Global funds cut their holdings of Korean shares for a fifth day, adding to net sales of $1.6 billion this month through yesterday.
Policy makers will curb “unnecessary use” of foreign currencies in import transactions by state-run firms and closely monitor other major companies’ cross-border payments, Choi said.
“Authorities are signaling tighter regulations to reduce volatility,” said Sun Sung In, an analyst at Shinhan Investment Corp. in Seoul. “Won moves have been too volatile lately due to capital inflows and outflows and authorities want to eliminate the risk.”
A stronger currency may cut 2013 operating profit by more than 3 trillion won ($2.8 billion), Samsung Electronics Co. said last week after announcing fourth-quarter earnings.
Sharp fluctuations in capital flows are a key concern, given the country’s reliance on trade, Ha Sung Keun, a board member of the South Korean central bank, told reporters in Seoul Jan. 28. Exports are equivalent to about half of the nation’s gross domestic product.
Choi said today the government may further tighten restrictions on banks’ currency forward positions. South Korea on Nov. 27 capped currency forward positions at 150 percent of equity for branches of foreign bank. The limit is 30 percent of equity for domestic banks.
“Market participants may have a different idea but won trading in the non-deliverable forwards market is a big factor in widening won volatility,” he said. “We’re closely looking at it and may tighten rules to curb such volatility.”
One-month implied volatility in the won, a gauge of expected moves in the exchange rate used to price options, dropped 13 basis points, or 0.13 percentage point, today to 7.85 percent. It reached 9.63 percent yesterday, the highest level since July. The yield on South Korea’s 2.75 percent bonds due September 2017 rose four basis points to a three-week high of 2.91 percent, Korea Exchange prices show.

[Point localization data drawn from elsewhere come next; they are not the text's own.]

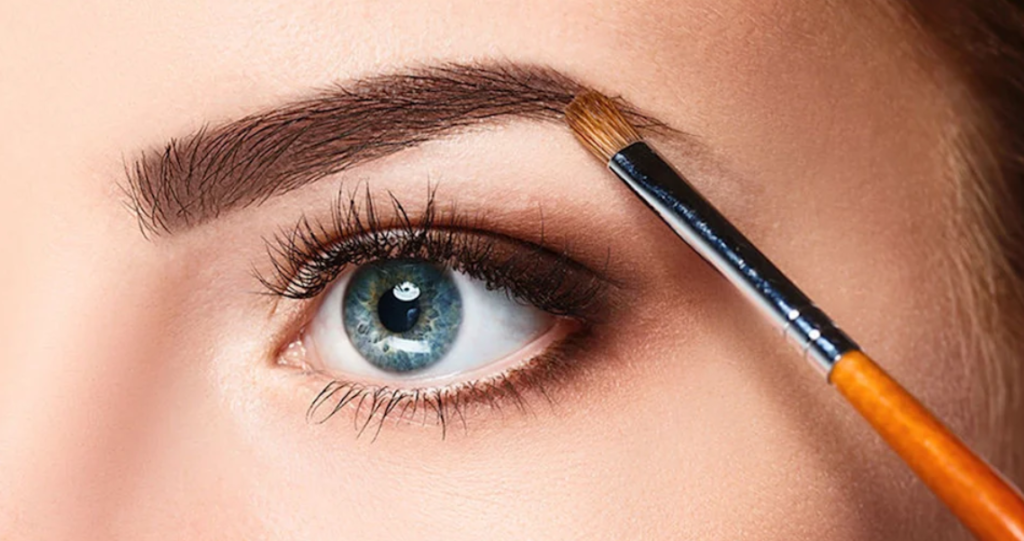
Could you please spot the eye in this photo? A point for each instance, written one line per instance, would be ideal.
(412, 321)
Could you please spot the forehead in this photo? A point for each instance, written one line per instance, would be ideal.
(165, 63)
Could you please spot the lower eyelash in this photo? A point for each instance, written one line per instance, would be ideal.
(308, 259)
(372, 406)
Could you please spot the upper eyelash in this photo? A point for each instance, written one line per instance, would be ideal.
(307, 259)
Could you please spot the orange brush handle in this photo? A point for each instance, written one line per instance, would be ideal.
(986, 503)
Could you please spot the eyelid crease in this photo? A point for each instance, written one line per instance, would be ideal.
(308, 258)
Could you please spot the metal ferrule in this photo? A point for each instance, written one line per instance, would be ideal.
(707, 231)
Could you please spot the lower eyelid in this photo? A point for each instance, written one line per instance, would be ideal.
(510, 381)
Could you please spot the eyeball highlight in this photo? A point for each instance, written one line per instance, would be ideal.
(410, 323)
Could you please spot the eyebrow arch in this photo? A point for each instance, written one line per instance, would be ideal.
(195, 179)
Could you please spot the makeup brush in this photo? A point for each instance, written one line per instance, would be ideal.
(982, 499)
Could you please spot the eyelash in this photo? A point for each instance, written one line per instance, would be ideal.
(306, 260)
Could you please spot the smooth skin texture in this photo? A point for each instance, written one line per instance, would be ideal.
(138, 386)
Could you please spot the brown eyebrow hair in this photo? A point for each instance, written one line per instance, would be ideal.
(195, 179)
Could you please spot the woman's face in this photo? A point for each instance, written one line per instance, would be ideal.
(147, 386)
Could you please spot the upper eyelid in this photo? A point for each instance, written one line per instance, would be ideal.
(309, 241)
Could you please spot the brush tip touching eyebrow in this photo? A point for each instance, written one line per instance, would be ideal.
(196, 178)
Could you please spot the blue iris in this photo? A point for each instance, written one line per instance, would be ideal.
(402, 315)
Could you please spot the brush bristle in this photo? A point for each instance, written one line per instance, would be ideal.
(599, 125)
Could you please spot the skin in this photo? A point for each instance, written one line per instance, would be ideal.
(138, 384)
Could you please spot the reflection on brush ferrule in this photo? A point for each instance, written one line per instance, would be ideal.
(708, 232)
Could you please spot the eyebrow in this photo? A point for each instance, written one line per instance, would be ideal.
(194, 179)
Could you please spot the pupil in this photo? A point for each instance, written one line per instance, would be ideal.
(396, 315)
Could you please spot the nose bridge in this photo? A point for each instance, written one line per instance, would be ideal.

The currency strengthened as much as 0.3 percent earlier today after reports showed industrial production unexpectedly climbed 1 percent in December from the previous month and the current account recorded a $2.25 billion surplus. Output was forecast to fall 1.5 percent, according to the median estimate in a Bloomberg survey.
“The economic indicators confirmed views that South Korea’s economy is recovering, while continued surplus in the current account brings in more dollars,” said Hong Seok Chan, an analyst at Daishin Economic Research Institute in Seoul. “Currency investors are likely to track purchase and sales of stocks by foreign funds.”